+Bas Spitters, very interesting: all three definitions conform to the intuition that a process is random if it defeats every attempt at simplifying its description!

+Phil Stracchino _Even though we cannot predict the random decay of any given atom, we can accurately predict the behavior of the sample as a whole_

is precisely the crux of the matter. That a process is hopelessly complex does not mean we cannot say anything at all about it: we can at least distinguish it from other complex processes, which is in effect what probability theory does for us. Deterministic examples you may have had in mind include Brownian motion as well as something as "simple" as a coin toss. The latter is a very clear illustration of what I'm trying to say: the process whereby the coin tumbles through the air before eventually settling on one of its faces, is hopelessly complex, but the

*symmetry* of the coin allows us to predict that it will come up tails as often as heads if we toss it toss it sufficiently many times.

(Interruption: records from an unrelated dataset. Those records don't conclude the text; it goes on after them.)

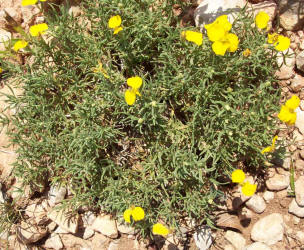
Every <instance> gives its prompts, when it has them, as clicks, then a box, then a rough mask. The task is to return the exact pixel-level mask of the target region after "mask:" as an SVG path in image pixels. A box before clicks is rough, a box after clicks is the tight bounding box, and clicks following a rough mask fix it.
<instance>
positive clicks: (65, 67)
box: [3, 0, 278, 228]
mask: <svg viewBox="0 0 304 250" xmlns="http://www.w3.org/2000/svg"><path fill="white" fill-rule="evenodd" d="M174 2H176V1H171V0H165V1H161V2H160V3H155V1H152V0H143V1H127V0H115V1H101V0H99V1H98V0H94V1H88V0H87V1H83V3H82V6H83V7H84V8H83V15H81V16H80V17H73V16H71V15H68V13H67V10H66V9H64V8H63V7H61V8H60V11H59V12H55V11H54V12H51V13H48V14H47V22H48V25H49V33H48V35H45V36H43V37H42V38H41V39H36V40H35V44H32V52H31V53H32V58H33V63H32V64H26V65H24V66H19V67H17V68H15V67H13V66H12V65H10V64H9V63H7V62H3V65H5V67H6V69H8V70H9V71H10V72H12V74H15V75H16V76H17V77H18V78H19V81H20V82H21V83H22V85H21V86H20V87H22V88H23V89H24V95H22V96H20V97H19V98H11V104H12V105H14V106H16V107H17V110H18V111H17V112H16V115H15V117H13V120H12V121H11V122H12V123H13V125H14V127H15V129H14V130H12V131H11V133H10V135H11V136H12V138H13V143H15V144H18V146H19V148H18V154H19V158H18V162H17V163H16V169H15V174H16V175H17V176H20V177H22V178H23V179H24V180H25V183H28V184H30V185H32V186H35V185H39V183H41V182H42V181H43V180H44V181H47V182H48V183H52V184H55V183H59V184H61V185H66V186H68V187H69V188H70V190H71V192H72V194H73V196H72V197H70V198H69V199H68V200H66V201H65V204H64V205H65V206H70V207H72V208H74V209H75V210H77V209H78V208H79V206H82V205H88V206H90V207H95V208H102V210H105V211H108V212H111V213H116V214H118V215H121V214H122V212H123V211H124V210H125V209H126V208H128V207H130V206H131V205H136V206H141V207H142V208H144V210H145V213H146V215H147V221H148V223H151V224H152V223H155V222H156V221H157V220H158V219H162V220H164V221H166V222H167V223H168V224H169V225H170V226H171V227H173V228H177V227H178V226H179V225H180V223H182V222H183V221H185V220H187V219H188V218H192V219H195V220H196V221H197V222H198V223H208V224H212V216H211V213H212V211H213V210H214V208H215V207H216V198H218V197H220V196H221V192H220V191H219V185H220V184H224V183H225V182H226V181H227V178H226V177H227V176H228V175H229V173H230V172H231V170H232V169H234V167H235V165H236V164H237V163H239V162H242V163H243V164H244V165H245V166H246V167H248V168H249V169H251V171H253V172H254V171H256V169H258V168H259V167H263V159H264V158H263V156H262V155H261V153H260V150H261V149H262V148H263V147H264V146H265V145H268V144H269V141H271V135H272V134H273V131H274V129H275V126H274V124H275V121H274V119H271V115H272V114H273V113H274V112H276V111H277V107H276V105H275V104H276V103H277V101H278V91H277V90H276V89H275V87H274V86H275V85H274V84H272V83H274V82H275V79H274V78H273V75H274V74H273V73H274V71H275V69H276V68H277V65H276V60H275V57H276V52H275V51H273V50H271V49H269V48H268V49H267V48H266V47H267V46H265V44H266V36H265V34H264V33H263V32H261V31H259V30H258V29H256V28H254V27H252V23H253V20H252V18H250V17H248V16H245V14H244V13H241V14H240V16H239V17H238V18H237V19H236V21H235V22H234V24H233V28H232V31H233V33H234V34H237V35H238V37H239V39H240V45H239V49H238V50H237V51H236V52H235V53H227V54H226V55H225V56H223V57H222V56H217V55H215V54H214V53H213V52H212V50H211V43H210V42H209V41H208V39H207V37H206V36H204V41H203V45H202V46H197V45H196V44H193V43H189V42H188V41H186V40H184V39H182V38H181V32H182V31H183V30H186V28H182V27H180V25H179V17H177V16H174V14H173V11H172V5H173V3H174ZM180 4H181V5H182V6H184V5H185V4H184V3H183V2H181V3H180ZM113 15H120V16H121V17H122V27H123V30H122V31H120V32H119V33H118V34H116V35H114V34H113V30H112V29H109V28H108V24H107V22H108V20H109V18H110V17H111V16H113ZM188 29H191V30H195V28H192V27H191V28H188ZM247 48H249V49H250V50H251V55H250V56H248V57H245V56H243V54H242V52H243V51H244V50H246V49H247ZM99 62H101V63H102V65H103V68H104V70H105V71H106V72H107V74H108V75H109V78H106V77H105V76H104V74H102V73H98V72H97V73H96V72H94V68H96V67H97V65H98V63H99ZM23 72H25V73H23ZM133 76H140V77H142V78H143V79H144V83H143V86H142V87H141V89H140V93H141V97H137V99H136V102H135V104H134V105H133V106H129V105H127V103H126V102H125V100H124V91H125V90H126V89H127V88H128V86H127V84H126V80H127V78H129V77H133Z"/></svg>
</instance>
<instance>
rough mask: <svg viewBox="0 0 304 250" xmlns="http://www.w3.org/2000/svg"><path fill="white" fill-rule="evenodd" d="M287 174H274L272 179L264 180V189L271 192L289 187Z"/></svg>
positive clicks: (276, 190)
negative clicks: (265, 187)
mask: <svg viewBox="0 0 304 250" xmlns="http://www.w3.org/2000/svg"><path fill="white" fill-rule="evenodd" d="M289 182H290V180H289V172H286V173H284V174H279V173H274V175H273V176H272V177H270V178H269V179H268V180H266V187H267V188H268V190H271V191H280V190H283V189H285V188H287V187H288V186H289Z"/></svg>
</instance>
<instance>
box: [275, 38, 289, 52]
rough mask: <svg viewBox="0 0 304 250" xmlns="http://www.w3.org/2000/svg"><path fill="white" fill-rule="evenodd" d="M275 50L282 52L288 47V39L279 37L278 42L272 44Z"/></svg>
mask: <svg viewBox="0 0 304 250" xmlns="http://www.w3.org/2000/svg"><path fill="white" fill-rule="evenodd" d="M274 45H275V47H274V48H275V49H276V50H278V51H284V50H286V49H288V48H289V46H290V39H289V38H288V37H286V36H282V35H279V37H278V42H277V43H275V44H274Z"/></svg>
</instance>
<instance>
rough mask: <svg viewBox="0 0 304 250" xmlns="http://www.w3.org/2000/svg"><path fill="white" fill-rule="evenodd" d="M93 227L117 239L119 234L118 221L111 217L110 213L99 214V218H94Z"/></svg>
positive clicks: (104, 234)
mask: <svg viewBox="0 0 304 250" xmlns="http://www.w3.org/2000/svg"><path fill="white" fill-rule="evenodd" d="M91 228H92V229H93V230H95V231H97V232H99V233H101V234H103V235H105V236H108V237H110V238H112V239H115V238H117V236H118V230H117V227H116V222H115V220H114V219H112V218H111V216H110V215H99V216H97V218H96V219H95V220H94V222H93V224H92V226H91Z"/></svg>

It is true that there is a difference between classical (deterministic) and quantum randomness: in the former case, the complexity involved is evident (trillions of particles bumping into each other, a coin tumbling through the air), whereas in the latter randomness is part of the axiomatic framework. We simply refuse to explain

*why* quantum processes seem random, we just accept that they are (well, unless you count the Feynman path integral interpretation, which makes quantum processes look like a kind of Brownian motion, but that's just convenient computational framework, rather than anything actually observed).

Finally, a very important point is that mathematical definitions of randomness in

+Bas Spitters's link describe some idealized,

*absolutely irreducible* complexity. However, when we apply such idealized models to real world phenomena, they are always mere approximations. Which is why I spoke about

*intractable* complexity in the original post: when we encounter an intractably (for us, at the present stage of development!) complex phenomenon, we model it as random. But we may yet develop to a point where what we see as random now will not seem random at all.